During all these years I have been blessed by two friendships: Fritz Schröder and Frans Debruyne. Fritz Schröder, an undisputed scientific leader of Urology in Europe and a major player in the EORTC, had the vision, at the fall of the Berlin wall to create the EBU in order to establish scientific exchanges and friendship to Urologists from behind the Iron Curtain. I was privileged to join the team and to travel extensively in Eastern Europe when it was just opening and I have indeed great memories of EBU courses with Fritz, M. Marberger and John Fitzpatrick. Frans Debruyne turned the EAU from a cottage industry to a giant company. I had the privilege to serve as the Chairman of the EAU scientific Office for 10 years, building and improving year after year under Frans’s guidance the Congress Scientific Program. The goal of expanding the EAU to bring it at the level of the AUA was met by a certain amount of skepticism around Europe, but in the end Frans Debruyne’s enthusiasm, drive and energy overcame the difficulties and I am particularly proud to have been part of this adventure: those 10 years with Frans were indeed a fantastic experience.
But of course none of these achievements would have been possible without my wife Liliane who led 3 simultaneous lives when I comfortably limited myself to my own: Professor of Pediatric Pathology with an interest in Uro- Pathology, (she was a member of ISUP and wrote several papers dealing with correlations of biopsy features and RP specimens) wife of Professor Laurent Boccon-Gibod and mother of 4 children…
What kind of advice can a dinosaur like me give to the young generation of Urologists who live in the world of high tech, artificial intelligence, surgical robots and technological improvements to come, that we do not dream of at this time …? Probably a few:
When choosing a branch of Urology ask yourself what the specialty will be in 20 years time. Surgical Urologic Oncology may see its field progressively shrink due to dramatic breakthroughs in non-invasive procedures and medical therapies, so that maybe it is time to look at the future of Functionnal Urology, which after all is, and has been for decades, if not centuries the core business of Urology. Keep in mind that there is as of today no pill to treat ageing: voiding symptoms increase with age in both sexes and there is and will be a lot to do to alleviate them.
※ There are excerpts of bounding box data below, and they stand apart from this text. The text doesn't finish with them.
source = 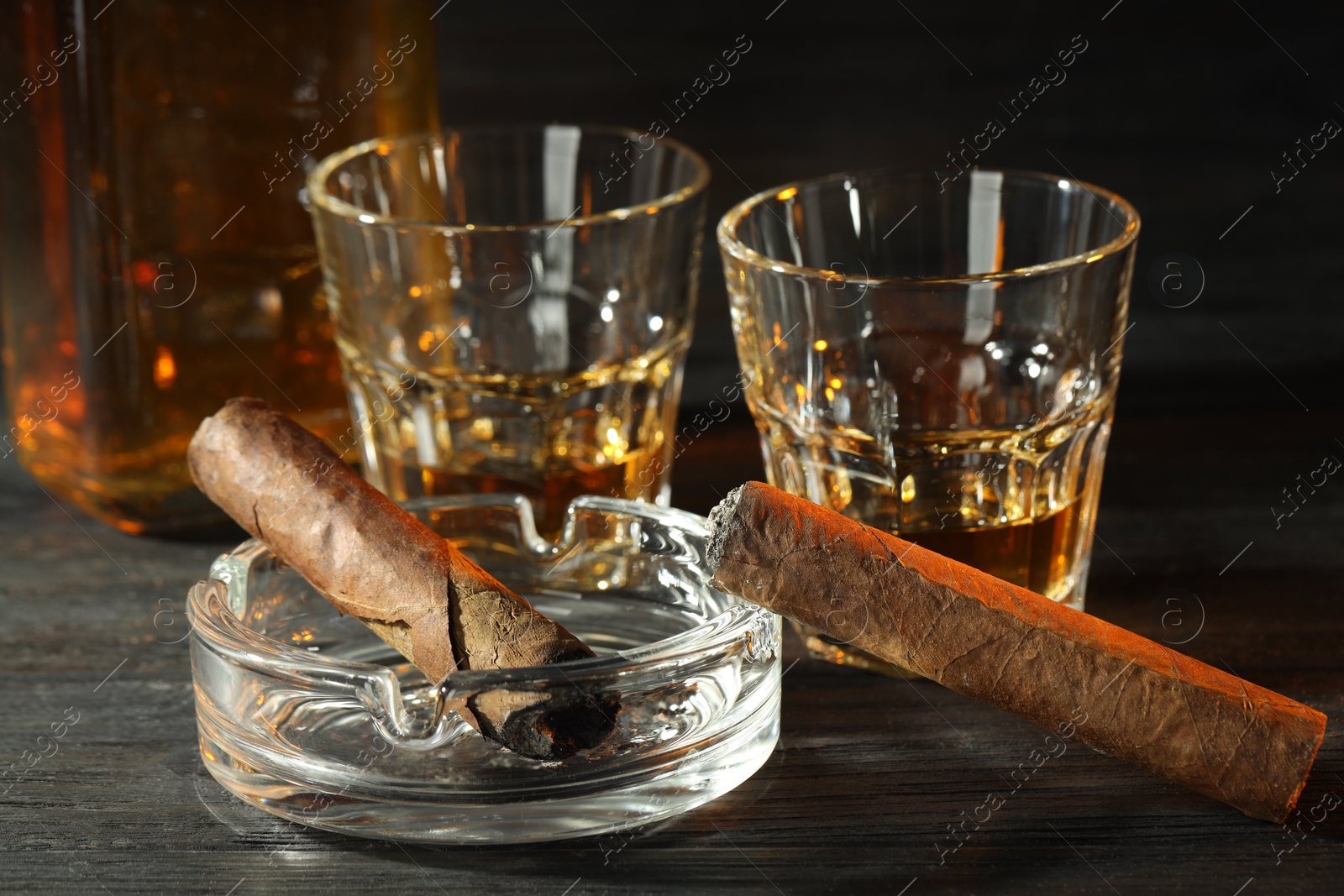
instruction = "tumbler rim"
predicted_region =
[305,123,710,235]
[715,166,1140,286]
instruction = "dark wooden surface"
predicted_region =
[0,412,1344,896]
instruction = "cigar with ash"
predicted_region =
[186,398,620,759]
[708,482,1326,822]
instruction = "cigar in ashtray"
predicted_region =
[186,398,620,759]
[708,482,1326,822]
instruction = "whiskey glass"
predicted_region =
[307,125,710,535]
[717,170,1140,673]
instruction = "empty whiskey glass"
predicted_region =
[717,170,1140,672]
[307,125,710,535]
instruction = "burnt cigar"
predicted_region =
[708,482,1326,822]
[186,398,620,759]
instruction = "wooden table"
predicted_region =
[0,408,1344,896]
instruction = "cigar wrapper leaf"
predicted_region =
[186,399,620,759]
[708,482,1326,822]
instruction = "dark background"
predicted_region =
[424,0,1344,416]
[0,0,1344,896]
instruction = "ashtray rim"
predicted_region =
[188,493,774,693]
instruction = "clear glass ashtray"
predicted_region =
[190,495,780,844]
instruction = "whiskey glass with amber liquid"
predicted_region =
[0,0,438,533]
[307,125,710,536]
[717,170,1140,674]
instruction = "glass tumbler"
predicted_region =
[717,170,1138,673]
[307,125,710,535]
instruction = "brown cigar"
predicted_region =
[708,482,1326,822]
[186,398,618,759]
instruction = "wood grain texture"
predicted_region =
[0,414,1344,896]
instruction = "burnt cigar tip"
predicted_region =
[704,485,746,574]
[493,693,621,760]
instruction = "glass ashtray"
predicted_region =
[188,495,780,844]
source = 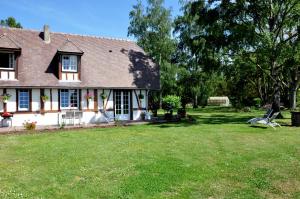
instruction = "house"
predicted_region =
[0,26,160,126]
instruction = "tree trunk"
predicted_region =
[193,95,198,108]
[290,67,299,110]
[271,62,283,119]
[290,88,298,110]
[159,91,162,108]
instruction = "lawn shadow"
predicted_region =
[149,112,253,128]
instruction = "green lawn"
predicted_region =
[0,108,300,199]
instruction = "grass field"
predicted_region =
[0,109,300,199]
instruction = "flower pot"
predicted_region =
[1,118,12,127]
[291,111,300,127]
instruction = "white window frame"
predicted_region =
[0,52,16,70]
[59,89,80,110]
[61,55,78,72]
[17,89,30,111]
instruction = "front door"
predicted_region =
[115,91,130,120]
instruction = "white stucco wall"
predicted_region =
[0,89,151,126]
[31,89,41,111]
[6,89,17,112]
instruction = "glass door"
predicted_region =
[115,91,130,120]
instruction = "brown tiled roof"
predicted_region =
[0,28,160,90]
[0,33,21,49]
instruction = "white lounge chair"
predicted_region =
[100,109,118,123]
[251,112,281,129]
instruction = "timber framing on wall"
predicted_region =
[16,88,32,113]
[94,89,99,113]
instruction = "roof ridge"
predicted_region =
[0,26,136,43]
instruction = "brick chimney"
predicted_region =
[44,25,51,44]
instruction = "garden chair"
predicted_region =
[62,111,75,125]
[100,109,118,123]
[251,112,281,129]
[247,109,273,124]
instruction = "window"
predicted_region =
[60,89,79,109]
[18,90,30,111]
[62,55,77,72]
[0,53,15,70]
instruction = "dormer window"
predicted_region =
[62,55,78,72]
[0,52,16,70]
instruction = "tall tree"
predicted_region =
[0,17,23,28]
[176,0,300,111]
[128,0,176,95]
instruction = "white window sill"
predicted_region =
[0,79,19,82]
[58,80,81,83]
[0,67,15,71]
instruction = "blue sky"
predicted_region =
[0,0,180,39]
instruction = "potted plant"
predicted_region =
[1,93,11,104]
[1,112,13,127]
[41,95,49,103]
[138,93,145,100]
[141,112,146,121]
[84,92,94,101]
[162,95,181,120]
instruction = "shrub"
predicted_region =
[162,95,181,112]
[23,121,37,131]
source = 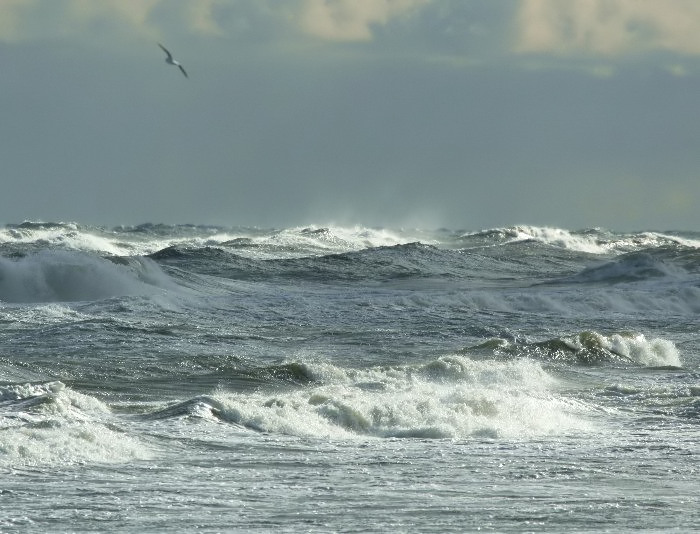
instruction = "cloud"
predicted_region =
[0,0,434,42]
[515,0,700,57]
[299,0,431,41]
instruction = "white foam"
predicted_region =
[0,250,174,302]
[0,382,151,467]
[601,334,681,367]
[211,356,589,438]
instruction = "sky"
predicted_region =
[0,0,700,231]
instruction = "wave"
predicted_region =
[459,225,700,255]
[0,382,152,467]
[465,331,681,367]
[0,250,175,303]
[141,355,590,439]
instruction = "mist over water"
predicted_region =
[0,223,700,532]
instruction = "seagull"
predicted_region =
[158,43,189,78]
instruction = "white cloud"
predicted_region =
[299,0,431,41]
[0,0,434,42]
[515,0,700,57]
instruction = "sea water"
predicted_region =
[0,223,700,532]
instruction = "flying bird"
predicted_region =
[158,43,189,78]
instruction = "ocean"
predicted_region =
[0,222,700,533]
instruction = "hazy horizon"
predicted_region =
[0,0,700,231]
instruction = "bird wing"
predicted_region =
[158,43,173,59]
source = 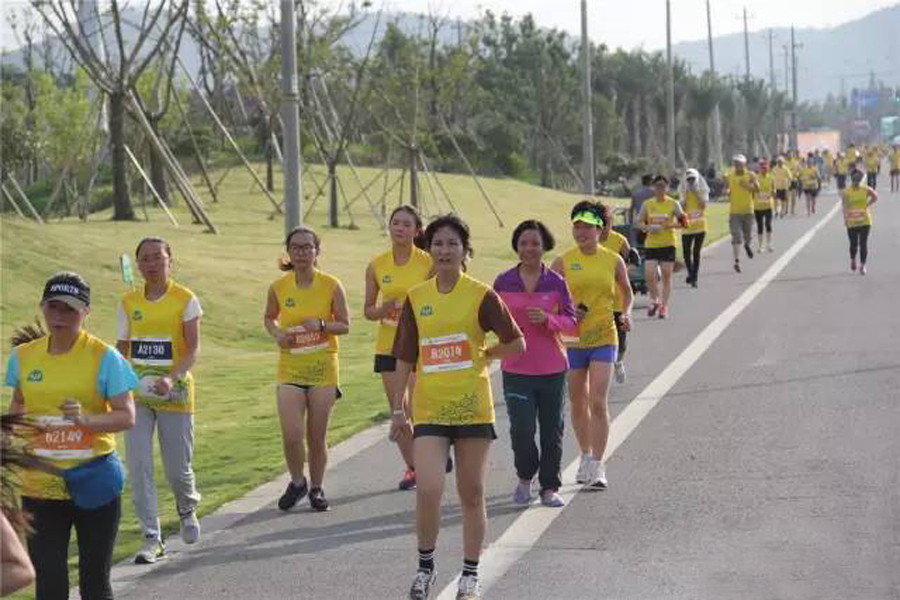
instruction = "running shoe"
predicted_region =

Functionnal Urology has one drawback, if the patient is cured the Urologist will be on a pedestal, if the patient is not cured the blame will not be put on the disease (like in oncologic urology) but on the surgeon, and in secondary cases, the most challenging and rewarding ones (when success is achieved) in case of failure the patient will tend to blame the Functionnal Urologist and forget the one initially responsible for his troubles.
Whatever the future be sure that you made the good choice in choosing Urology: a surgical specialty where interaction with patients is of paramount importance and I must say after a long career probably the most rewarding aspect of the job.